Research Projects
Active research directions and past work.
I am now interested in spatial understanding for VLMs — improving the spatial representation for VLMs and efficient VLMs, building on our prior work on context-aware object recognition and closed-form adaptation (Koo-Fu CLIP).
The aim is complete validation set reannotation — an ongoing, soon to be published project. Building on our analysis of ImageNet flaws and VLM-based recognition methods.
Investigating reinforcement learning for learned memory control in the Segment Anything Model 2 (SAM2), with the goal of improving long-form video object segmentation by dynamically managing the memory bank.
Creating large-scale multi-modal datasets and challenges for fine-grained visual categorization of fungi and other species. Co-organized the FungiCLEF competition, the FGVC @ CVPR 2025 workshop edition, and contributed to the broader LifeCLEF benchmarking ecosystem.
Methods for adapting segmentation models at test time using only a single image, without access to training data or labels.
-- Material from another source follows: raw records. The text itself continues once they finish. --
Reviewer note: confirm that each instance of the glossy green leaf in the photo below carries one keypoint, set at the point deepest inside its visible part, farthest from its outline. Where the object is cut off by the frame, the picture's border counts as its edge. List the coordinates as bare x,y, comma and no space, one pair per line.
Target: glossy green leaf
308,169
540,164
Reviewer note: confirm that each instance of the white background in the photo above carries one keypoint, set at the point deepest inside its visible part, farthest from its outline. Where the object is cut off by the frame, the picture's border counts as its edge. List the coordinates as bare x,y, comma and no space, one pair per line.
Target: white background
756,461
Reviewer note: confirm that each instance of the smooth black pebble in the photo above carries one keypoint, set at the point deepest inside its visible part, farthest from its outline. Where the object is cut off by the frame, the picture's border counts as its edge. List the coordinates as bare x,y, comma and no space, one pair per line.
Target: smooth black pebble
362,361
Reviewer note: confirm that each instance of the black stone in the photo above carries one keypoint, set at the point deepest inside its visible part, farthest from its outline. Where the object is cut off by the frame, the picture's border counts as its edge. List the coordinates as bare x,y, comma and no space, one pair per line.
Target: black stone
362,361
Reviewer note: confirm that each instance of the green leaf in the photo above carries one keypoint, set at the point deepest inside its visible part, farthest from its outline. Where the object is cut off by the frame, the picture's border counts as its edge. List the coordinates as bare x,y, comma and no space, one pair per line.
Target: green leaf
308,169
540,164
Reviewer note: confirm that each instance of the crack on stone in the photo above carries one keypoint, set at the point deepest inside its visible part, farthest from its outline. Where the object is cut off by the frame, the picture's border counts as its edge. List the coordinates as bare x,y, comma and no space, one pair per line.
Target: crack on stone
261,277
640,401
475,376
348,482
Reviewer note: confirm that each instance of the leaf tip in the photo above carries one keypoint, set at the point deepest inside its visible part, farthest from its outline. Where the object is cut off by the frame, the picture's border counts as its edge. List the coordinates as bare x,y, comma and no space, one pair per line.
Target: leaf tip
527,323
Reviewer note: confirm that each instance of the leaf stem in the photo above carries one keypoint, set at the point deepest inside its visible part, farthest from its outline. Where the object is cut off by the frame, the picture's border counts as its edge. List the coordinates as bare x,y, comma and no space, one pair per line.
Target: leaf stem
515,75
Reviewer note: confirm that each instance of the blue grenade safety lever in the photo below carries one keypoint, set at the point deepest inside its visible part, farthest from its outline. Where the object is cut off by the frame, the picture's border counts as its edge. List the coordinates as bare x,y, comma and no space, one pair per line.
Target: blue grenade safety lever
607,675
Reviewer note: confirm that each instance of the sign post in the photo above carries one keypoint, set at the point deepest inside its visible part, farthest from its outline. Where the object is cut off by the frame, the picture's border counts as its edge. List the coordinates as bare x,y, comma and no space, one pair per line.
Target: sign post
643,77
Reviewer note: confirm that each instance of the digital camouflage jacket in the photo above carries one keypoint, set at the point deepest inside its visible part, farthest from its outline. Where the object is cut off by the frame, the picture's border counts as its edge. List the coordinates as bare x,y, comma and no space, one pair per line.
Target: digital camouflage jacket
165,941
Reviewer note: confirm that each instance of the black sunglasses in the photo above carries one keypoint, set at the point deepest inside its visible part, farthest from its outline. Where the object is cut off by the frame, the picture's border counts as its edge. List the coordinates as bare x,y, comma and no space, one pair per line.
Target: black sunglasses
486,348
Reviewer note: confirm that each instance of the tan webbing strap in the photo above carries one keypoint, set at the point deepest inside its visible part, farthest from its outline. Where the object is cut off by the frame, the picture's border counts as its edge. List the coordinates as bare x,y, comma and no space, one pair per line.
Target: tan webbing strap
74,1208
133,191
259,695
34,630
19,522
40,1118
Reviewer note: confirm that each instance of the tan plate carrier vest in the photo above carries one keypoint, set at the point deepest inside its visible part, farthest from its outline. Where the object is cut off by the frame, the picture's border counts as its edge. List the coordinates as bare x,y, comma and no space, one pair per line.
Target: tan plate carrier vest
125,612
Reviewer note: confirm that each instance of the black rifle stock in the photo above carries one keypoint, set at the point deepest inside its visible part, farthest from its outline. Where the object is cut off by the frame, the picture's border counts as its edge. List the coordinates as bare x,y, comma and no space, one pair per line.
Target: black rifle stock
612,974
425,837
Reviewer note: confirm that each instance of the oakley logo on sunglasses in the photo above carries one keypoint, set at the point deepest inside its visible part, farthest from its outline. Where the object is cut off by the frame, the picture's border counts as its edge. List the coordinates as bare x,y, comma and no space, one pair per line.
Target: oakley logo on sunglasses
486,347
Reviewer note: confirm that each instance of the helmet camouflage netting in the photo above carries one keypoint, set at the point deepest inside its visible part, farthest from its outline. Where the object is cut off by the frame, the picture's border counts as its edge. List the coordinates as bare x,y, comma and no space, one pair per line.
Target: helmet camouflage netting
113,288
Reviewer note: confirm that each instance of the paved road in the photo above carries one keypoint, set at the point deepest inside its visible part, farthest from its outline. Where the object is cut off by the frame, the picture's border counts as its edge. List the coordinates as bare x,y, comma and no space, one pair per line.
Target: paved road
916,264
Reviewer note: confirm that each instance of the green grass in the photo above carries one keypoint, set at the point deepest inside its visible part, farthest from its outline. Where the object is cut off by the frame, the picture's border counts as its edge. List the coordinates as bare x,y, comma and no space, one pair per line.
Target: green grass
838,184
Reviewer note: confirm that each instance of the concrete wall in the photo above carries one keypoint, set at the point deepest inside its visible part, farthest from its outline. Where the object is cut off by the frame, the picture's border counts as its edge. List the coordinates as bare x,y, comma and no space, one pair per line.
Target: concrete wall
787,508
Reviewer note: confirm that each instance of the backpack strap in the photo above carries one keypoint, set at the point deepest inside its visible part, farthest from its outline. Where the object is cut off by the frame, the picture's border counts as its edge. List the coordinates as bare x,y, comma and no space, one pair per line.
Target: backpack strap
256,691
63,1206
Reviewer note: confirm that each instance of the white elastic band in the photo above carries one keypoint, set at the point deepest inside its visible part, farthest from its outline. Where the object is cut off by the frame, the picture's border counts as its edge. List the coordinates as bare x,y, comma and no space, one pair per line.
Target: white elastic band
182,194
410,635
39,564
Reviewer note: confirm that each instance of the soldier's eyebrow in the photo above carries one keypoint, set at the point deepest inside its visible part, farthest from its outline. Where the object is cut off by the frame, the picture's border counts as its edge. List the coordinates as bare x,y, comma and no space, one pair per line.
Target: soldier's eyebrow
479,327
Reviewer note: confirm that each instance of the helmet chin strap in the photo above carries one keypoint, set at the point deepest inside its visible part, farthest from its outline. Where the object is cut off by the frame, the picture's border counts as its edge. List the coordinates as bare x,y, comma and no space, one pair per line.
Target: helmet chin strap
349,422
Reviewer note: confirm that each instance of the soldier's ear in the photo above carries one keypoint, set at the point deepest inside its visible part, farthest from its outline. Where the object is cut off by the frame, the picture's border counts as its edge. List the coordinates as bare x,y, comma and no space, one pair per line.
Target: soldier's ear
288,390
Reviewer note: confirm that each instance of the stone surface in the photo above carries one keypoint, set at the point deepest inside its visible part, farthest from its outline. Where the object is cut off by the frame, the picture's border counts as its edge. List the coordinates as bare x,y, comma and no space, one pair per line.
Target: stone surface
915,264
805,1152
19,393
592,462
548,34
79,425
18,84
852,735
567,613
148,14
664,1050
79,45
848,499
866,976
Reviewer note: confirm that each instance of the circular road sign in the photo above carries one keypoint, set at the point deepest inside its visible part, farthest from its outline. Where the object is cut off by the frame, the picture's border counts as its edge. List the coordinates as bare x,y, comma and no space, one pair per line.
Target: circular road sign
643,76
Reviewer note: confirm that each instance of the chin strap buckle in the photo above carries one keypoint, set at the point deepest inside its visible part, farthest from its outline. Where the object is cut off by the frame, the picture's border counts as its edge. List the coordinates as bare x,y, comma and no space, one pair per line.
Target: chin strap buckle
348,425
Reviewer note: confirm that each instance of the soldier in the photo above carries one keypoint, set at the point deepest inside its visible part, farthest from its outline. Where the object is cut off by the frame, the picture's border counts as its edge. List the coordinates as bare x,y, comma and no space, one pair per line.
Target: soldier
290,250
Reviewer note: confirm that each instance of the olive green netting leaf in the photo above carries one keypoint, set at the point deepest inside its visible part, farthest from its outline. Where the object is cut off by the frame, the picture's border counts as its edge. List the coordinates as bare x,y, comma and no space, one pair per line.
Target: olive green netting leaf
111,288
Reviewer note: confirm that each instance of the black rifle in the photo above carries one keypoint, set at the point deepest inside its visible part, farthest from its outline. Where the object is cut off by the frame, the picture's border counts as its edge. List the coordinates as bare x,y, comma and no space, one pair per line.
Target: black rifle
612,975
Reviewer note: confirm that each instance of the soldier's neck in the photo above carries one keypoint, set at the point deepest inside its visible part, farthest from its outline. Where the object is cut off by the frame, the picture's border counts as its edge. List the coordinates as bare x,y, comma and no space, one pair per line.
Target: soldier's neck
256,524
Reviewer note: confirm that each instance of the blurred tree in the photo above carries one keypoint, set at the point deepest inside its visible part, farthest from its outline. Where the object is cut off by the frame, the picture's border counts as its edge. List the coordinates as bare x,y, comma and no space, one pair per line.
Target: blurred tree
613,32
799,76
Work done in collaboration with Chaim Baskin and Alex Bronstein (Technion).
Leveraging model explainability and foundation models to bootstrap labeling for visual inspection of bridges and buildings. Research internship at IBM Research Zurich.
Exploring real-world and synthetic data sources for training robust scene text detection and recognition models. Research visit to the Computer Vision Centre (CVC) at UAB, Barcelona.